Hij worstelt er al zijn hele leven mee: een knagend gevoel op zijn borst als mensen om hem heen ruzie maken. Hij merkt de ruzie op, maar weet niet wat hij ermee moet doen. Dus doet hij niets. Ondertussen voelt hij zich wél verantwoordelijk voor wat er gebeurt, zelfs als hij er nog geen pietsiebeetje mee te maken heeft. Met als gevolg dit onprettige, knagende gevoel. Toch nam hij dit gevoel altijd voor lief. Want sja, wat moest hij anders?
Inmiddels weet hij dat. Hij is namelijk gaan boksen (letterlijk) en het gevecht met zichzelf aangegaan (figuurlijk). En dankzij het zichtbaar én voelbaar maken van patronen, kwam er ineens helderheid. De oorsprong lag, zoals veel van de onbegrepen emoties die we met ons meedragen, in zijn kindertijd: bij ruzie tussen zijn ouders maakte hij zich vroeger altijd onzichtbaar.

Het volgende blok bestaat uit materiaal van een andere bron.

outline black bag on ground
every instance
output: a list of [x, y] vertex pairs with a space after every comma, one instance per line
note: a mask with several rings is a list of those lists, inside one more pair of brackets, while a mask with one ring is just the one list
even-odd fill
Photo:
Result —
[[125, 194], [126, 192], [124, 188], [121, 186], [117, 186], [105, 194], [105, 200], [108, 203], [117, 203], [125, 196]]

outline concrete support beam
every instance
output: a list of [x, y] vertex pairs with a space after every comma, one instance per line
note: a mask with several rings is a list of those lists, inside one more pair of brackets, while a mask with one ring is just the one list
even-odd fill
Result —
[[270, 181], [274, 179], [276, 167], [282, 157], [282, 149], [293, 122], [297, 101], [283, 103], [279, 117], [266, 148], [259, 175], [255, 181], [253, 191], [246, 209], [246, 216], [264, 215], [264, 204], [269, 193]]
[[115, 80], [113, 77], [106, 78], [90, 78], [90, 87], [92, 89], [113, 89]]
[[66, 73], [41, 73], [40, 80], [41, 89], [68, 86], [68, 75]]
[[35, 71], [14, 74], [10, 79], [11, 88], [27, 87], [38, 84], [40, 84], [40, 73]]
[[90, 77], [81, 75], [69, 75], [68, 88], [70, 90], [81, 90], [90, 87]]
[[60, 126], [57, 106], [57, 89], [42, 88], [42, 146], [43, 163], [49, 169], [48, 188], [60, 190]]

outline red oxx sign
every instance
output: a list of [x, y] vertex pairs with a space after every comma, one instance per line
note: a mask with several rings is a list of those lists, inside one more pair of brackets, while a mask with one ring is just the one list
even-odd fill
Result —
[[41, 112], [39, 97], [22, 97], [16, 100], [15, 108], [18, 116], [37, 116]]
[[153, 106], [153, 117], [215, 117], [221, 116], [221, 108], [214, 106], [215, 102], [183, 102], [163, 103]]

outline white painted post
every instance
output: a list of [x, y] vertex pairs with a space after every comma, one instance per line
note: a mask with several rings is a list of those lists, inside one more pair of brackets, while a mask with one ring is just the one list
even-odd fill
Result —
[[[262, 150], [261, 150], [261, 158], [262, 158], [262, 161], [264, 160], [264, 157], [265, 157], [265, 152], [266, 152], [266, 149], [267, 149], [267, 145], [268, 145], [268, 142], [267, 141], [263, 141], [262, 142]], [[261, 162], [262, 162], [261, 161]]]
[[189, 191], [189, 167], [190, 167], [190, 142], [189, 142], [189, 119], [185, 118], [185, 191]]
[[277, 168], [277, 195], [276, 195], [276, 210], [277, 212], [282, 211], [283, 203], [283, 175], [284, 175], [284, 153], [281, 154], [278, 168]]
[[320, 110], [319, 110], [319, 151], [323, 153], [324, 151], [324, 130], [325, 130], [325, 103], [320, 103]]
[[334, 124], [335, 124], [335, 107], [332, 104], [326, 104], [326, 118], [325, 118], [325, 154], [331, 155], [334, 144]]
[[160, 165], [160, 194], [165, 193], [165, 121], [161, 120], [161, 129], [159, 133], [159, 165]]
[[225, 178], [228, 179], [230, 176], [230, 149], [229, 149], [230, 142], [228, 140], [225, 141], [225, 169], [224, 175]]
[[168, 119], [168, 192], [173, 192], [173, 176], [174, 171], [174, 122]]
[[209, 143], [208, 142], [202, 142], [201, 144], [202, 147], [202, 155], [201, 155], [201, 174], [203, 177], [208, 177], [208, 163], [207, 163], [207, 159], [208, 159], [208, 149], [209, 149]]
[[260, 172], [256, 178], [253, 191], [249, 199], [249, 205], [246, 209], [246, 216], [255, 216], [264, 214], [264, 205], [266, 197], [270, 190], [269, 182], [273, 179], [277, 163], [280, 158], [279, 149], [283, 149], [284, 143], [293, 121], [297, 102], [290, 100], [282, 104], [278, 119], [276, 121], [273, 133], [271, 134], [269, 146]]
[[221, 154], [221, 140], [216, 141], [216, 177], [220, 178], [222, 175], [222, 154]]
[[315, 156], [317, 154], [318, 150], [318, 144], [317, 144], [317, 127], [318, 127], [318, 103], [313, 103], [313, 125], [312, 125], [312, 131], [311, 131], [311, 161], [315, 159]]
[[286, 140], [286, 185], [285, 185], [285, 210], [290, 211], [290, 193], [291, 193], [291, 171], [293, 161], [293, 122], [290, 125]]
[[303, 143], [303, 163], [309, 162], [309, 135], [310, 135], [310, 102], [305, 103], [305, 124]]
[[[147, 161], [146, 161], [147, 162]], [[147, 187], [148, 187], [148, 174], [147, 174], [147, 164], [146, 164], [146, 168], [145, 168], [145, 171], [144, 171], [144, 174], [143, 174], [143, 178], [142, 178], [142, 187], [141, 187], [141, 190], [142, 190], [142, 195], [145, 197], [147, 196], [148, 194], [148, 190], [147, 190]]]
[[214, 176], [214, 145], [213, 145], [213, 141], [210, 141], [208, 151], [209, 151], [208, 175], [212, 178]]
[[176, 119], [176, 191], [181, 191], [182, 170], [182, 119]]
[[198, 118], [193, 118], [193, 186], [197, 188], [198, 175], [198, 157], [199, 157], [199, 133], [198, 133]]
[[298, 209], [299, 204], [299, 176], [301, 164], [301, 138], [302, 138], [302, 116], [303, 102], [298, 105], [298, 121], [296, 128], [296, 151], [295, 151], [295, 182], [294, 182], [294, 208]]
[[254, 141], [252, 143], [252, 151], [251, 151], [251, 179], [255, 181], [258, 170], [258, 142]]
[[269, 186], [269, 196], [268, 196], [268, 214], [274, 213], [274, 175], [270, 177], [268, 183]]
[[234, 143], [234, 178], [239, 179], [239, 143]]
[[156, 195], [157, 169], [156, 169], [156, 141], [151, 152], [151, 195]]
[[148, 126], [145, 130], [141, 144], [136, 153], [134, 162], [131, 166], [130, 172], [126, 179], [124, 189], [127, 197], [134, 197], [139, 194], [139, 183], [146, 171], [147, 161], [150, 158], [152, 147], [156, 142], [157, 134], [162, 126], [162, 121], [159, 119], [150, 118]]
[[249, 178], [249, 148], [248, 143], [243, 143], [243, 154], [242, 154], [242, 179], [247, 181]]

Niemand kiest als kind bewust een bepaalde copingsstrategie. Het is op dat moment simpelweg het beste dat je kunt doen. Maar nu, als volwassene, helpt het je niet meer en geeft het je eerder last. Soms duurt het een tijdje voor iemand een goed alternatief heeft voor zijn strategie. En soms, zoals bij deze man, valt het kwartje onmiddellijk. De sleutel bleek het uitspreken van zijn gevoel: ik vind het niet fijn wat hier gebeurt.
Eén stap. Eén zin. Een wereld van verschil.